Question 7: How can a GM make the stakes important?
I’m not sure we can.
Players have to been engaged with their characters, committed to the conceit of the narrative, the ‘contract’ of gaming where we all agree to show up on time and pretend we aren’t just shuffling paper and moving dice.
We’re having adventures and telling tales and building history, right?
If we’re not doing that then it becomes a board-game and the stakes are pretty much just win or lose.
I mentioned this last year, I think, the realisation that I didn’t have to kill player characters to have an impact, because if the players were fully engaged then even the threat and risk of death would suffice, whilst if the players were detached–just rolling dice and moving markers–then even character death would never trouble them. Roll up a new random collection of stats and move on. All surface, no feeling.
If the players are tangled up with the setting, involved with the characters, then everything matters.

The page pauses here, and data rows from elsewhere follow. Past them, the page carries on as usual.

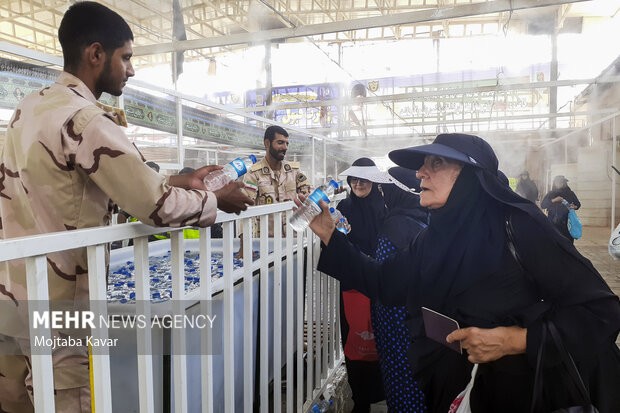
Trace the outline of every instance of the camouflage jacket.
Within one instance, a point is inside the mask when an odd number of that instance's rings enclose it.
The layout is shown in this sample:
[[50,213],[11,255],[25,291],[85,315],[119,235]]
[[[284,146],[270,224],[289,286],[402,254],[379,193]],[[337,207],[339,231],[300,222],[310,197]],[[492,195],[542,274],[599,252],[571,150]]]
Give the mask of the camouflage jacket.
[[[255,205],[292,201],[297,194],[308,196],[312,192],[312,184],[299,170],[299,162],[283,161],[281,169],[276,173],[263,158],[243,175],[243,183],[246,194],[254,200]],[[272,220],[269,221],[269,228],[269,235],[273,236]],[[256,225],[254,236],[258,236]]]
[[[23,99],[0,154],[0,238],[109,225],[112,200],[149,225],[212,224],[215,196],[170,186],[144,164],[121,121],[66,72]],[[48,254],[47,263],[52,300],[88,299],[85,248]],[[24,262],[0,263],[0,300],[25,299]],[[9,318],[0,317],[0,333],[23,336]]]

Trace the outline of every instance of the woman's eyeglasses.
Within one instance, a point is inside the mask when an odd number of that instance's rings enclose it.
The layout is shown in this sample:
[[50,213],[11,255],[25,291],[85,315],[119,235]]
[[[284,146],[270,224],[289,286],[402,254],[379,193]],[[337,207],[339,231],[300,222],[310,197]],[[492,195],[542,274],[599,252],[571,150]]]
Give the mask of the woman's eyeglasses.
[[370,181],[364,178],[351,178],[351,184],[368,184]]

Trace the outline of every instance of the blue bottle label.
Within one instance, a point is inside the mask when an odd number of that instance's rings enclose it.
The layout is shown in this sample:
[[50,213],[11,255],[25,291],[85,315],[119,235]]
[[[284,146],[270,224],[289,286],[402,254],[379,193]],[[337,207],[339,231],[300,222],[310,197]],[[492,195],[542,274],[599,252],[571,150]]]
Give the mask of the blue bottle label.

If they aren’t, then nothing ever will.
I believe it was E.L. Doctorow who wrote:
“Good writing is supposed to evoke sensation in the reader – not the fact that it is raining, but the feeling of being rained upon.”
So, if there’s a trick, I believe that’ll be it.
Somehow, at some point in the preparation process for the game or in the playing out of the story that you’re creating, the players have to become immersed in the world-as-real, partly by you as GM building a world they’re inclined to be a part of and explore. If you can do that, and if they’re of the correct mindset, great. But you can’t make them feel the rain. They have to want it too.